É o que tentamos fazer. Não sei como outras pessoas fazem. Olho para Brad [Pitt] e Angie [Jolie], vejo eles com os filhos e tendo de lidar com o adicional de ter um tabloide dizendo que eles estão se separando toda semana. E ainda estão aí. Às vezes há um pouco de sacrifício, é preciso falar não a algum trabalho.
Você acha prejudicial o número de remakes, sequências e prequels em Hollywood?

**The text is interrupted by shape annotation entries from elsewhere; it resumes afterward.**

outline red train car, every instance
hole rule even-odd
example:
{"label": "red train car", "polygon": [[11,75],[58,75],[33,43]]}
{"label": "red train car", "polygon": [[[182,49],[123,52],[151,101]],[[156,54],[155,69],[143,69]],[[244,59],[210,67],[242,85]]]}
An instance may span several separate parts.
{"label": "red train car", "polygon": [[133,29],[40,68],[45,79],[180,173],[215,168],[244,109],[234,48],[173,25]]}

Muita gente diz que vai ao cinema apenas para se entreter, que a vida e o trabalho já são suficientemente difíceis e que o cinema é uma diversão. Então, algumas pessoas veem e amam um filme, e querem uma sequência. Eu não julgo isso. A essa altura, o fato de um filme fazer dinheiro, independentemente do filme, é encorajador para mim, porque significa que as pessoas ainda estão indo ao cinema, em uma época em que é possível ver filmes em iPads, iPods, nanoaparelhos.
Vocês fez filmes de entretenimento como ator, mas não como diretor. Isso é consciente?

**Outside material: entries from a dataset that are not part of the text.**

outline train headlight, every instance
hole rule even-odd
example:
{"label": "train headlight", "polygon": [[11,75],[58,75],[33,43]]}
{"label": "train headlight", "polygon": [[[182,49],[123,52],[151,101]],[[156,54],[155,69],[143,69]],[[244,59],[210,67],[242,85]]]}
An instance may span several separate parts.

Não é consciente, eu adoraria fazer um filme... Por exemplo, um cara como Ridley Scott, ele é incrível, um visionário brilhante que fez Alien, Blade Runner. Você olha para Prometheus, é uma realização técnica fenomenal. Eu admiro isso, adoraria tentar fazer um filme em que tivesse todas essas ferramentas a minha disposição. Não conseguiria fazer tão bem quanto ele, mas acho que poderia fazer algo interessante.
O seu trabalho é muito variado, para o bem e para o mal. Houve um divisor de águas?

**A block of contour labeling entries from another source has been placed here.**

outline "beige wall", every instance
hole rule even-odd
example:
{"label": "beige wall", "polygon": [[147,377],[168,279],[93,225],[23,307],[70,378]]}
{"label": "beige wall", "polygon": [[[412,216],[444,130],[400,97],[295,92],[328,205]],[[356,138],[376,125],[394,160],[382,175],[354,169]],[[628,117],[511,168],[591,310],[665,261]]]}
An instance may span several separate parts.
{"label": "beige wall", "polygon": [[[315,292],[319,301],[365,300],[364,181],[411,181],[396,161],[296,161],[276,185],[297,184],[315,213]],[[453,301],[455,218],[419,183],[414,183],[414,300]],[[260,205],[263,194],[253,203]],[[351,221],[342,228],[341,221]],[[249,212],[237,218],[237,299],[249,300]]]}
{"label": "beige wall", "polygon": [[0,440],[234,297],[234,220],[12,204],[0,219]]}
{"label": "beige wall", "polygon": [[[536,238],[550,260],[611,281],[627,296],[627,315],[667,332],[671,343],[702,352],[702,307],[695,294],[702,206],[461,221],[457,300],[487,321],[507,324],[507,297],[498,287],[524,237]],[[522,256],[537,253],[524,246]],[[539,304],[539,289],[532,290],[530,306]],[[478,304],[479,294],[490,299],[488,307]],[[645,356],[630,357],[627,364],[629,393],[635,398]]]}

Acho que você só consegue perceber realmente mudanças quando coloca as coisas em retrospecto, olhando o panorama todo, do início ao fim. Eu experimentei a minha vida como uma série de altos e baixos. Acho que sinto o agora, entre os 30 e os 40 anos, como a melhor época para o meu trabalho. Sei que vou falhar em algum ponto, porque nem todos os filmes funcionam. E não consigo achar sequer um diretor que eu admiro ou que considero um gênio que não tenha feito um filme do qual eu não tenha gostado.
Mas houve um período em que você não era levado a sério.
Bom, fiquei um tempo andando em círculos, fiz filmes que não deram nem um pouco certo, entrei nesse círculo de tabloides de um jeito muito ruim. E pensei: “Tenho que sair disso. O que quer que seja, não pode ser pior que isso do ponto de vista profissional”. E quis sair disso tudo e começar a dirigir. Então, comecei a trabalhar no projeto de Medo da Verdade. Nessa época eu me casei, não sei se as duas coisas têm a ver uma com a outra.
O Demolidor foi provavelmente sua lição mais difícil.
Hum, Demolidor é uma lição dolorosa de ensinar [risos]. Bom, eu fiz Procura-se Amy, Indo Até o Fim, Jovens, Loucos e Rebeldes, Barrados no Shopping e Gênio Indomável. Filmes, em geral, de baixo orçamento. E depois Armageddon, que era um mundo completamente diferente. Eu nunca tinha visto um estúdio como aquele, pensei: “Uau, isso é Hollywood”. Foi uma transição difícil, não era baseado nos personagens e em diálogos, era baseado em uma história maior, envolvendo asteroides e naves espaciais. E eu não sabia fazer isso. É muito difícil fazer grandes filmes de ação. Achei complicado, talvez outros atores não achem.
E agora, quais são os próximos passos?
Caramba, acabei de entregar esse filme! O que mais você quer? [risos] Bom, eu faço um pequeno papel em um filme chamado Runner, Runner, com Justin Timberlake. É uma história muito interessante.